Keuntungan menggunakan mesin tik Braille – yang tidak terdapat pada penggunaan
reglet – adalah bahwa dengan mesin tik Braille, penulis dapat langsung membaca apa yang
sudah ditulisnya tanpa harus membalikkan kertas atau mencopotnya dari mesin. Oleh karena
itu, terutama karena pertimbangan harga – khususnya di Indonesia dan Negara-negara
berkembang pada umumnya, reglet lebih banyak dipergunakan sehingga calon guru bagi anak
tunanetra sangat dianjurkan untuk menguasai penggunaan reglet sebelum dapat
mengajarkannya kepada murid-murid tunanetra.
Tampaknya model mesin tik Braille yang paling diminati orang tunanetra di dunia
adalah Perkins Brailler produksi Howe Press, Perkins School for the Blind, Amerika Serikat.
Pada selembar kertas berukuran 11 x 11 ½ inci, dengan mesin tik ini anda dapat menuliskan
25 baris teks Braille, 42 karakter Braille per baris. Akan tetapi, mesin tik ini juga dapat
mengakomodasi kertas dengan ukuran lebih kecil.
· Buka penjepit kertas yang ada di kiri dan kanan bagian atas mesin tik itu dengan
menariknya ke belakang (kea rah tubuh anda).
· Masukkan kertas dari arah depan mesin tik dengan menyelipkannya ke bawah kepala
mesin tik.
· Tutup kembali penjepit kertas.
· Putar tombol penggulung kertas (yang ada di samping kiri dan kanan) ke arah belakang
hingga mentok.
· Tekan tombol spasi baris (yang ada di sebelah kiri tombol pengetik) untuk
memposisikan kertas pada keadaan siap tik.
Pada bagian belakang mesin tik Perkins ini (bagian yang lebih dekat ketubuh anda)
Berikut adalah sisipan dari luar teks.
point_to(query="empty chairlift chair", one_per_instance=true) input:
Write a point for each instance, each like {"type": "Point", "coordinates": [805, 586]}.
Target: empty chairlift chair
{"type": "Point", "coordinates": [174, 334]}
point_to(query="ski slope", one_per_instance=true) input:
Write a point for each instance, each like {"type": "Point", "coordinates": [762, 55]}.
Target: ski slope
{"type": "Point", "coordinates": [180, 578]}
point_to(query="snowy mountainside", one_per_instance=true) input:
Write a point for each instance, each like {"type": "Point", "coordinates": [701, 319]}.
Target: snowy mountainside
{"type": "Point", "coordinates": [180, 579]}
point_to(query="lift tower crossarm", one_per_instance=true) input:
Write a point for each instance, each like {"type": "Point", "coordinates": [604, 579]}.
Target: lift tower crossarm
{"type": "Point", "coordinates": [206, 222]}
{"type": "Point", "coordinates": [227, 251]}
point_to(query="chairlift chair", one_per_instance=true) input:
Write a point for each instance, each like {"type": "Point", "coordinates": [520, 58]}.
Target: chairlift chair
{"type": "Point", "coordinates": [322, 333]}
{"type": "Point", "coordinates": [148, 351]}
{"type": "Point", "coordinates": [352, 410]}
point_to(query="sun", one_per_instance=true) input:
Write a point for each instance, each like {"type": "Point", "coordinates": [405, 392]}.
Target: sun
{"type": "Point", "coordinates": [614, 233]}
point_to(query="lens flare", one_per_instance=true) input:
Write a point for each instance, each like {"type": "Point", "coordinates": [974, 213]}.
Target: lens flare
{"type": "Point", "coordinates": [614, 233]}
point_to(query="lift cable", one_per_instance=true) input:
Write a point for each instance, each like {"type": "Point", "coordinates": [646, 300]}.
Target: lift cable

terdapat sembilan tombol. Tombol paling kiri (agak ke atas) adalah tombol spasi baris yang
tadi sudah kita pergunakan untuk memposisikan kertas pada keadaan siap tik. Tombol ini
selanjutnya dipergunakan untuk menggeser kertas per baris. Tombol yang ada di sisi kanan
(agak ke atas) adalah tombol spasi mundur (backspace), untuk mundur per huruf. Sesuai
dengan pola enam titik yang dipergunakan dalam Braille, mesin tik ini hanya mempunyai
enam tombol pengetik, tiga di sebelah kiri dan tiga di sebelah kanan, dipisahkan oleh tombol
spasi. Tiga tombol di sebelah kiri itu dipergunakan untuk membuat titik 1, 2, dan 3;
sedangkan tiga tombol di sebelah kanan untuk membuat titik 4, 5, dan 6. Tombol untuk titik 1
ditekan dengan telunjuk kiri, titik 2 dengan jari tengah kiri, dan titik 3 dengan jari manis kiri;
sedangkan tombol untuk titik 4 ditekan dengan telunjuk kanan, titik 2 dengan jari tengah
kanan, dan titik 6 dengan jari manis kanan. Untuk membuat sebuah huruf yang terdiri dari
beberapa titik (misalnya huruf q yang terdiri dari titik 1-2-3-4-5), semua tombol yang
membentuk titiktitik itu ditekan bersamaan. Sebelum anda mulai mengetik, pastikan kepala
mesin tik berada di pinggir kiri. Pada saat anda mengetik, dia akan bergerak ke kanan.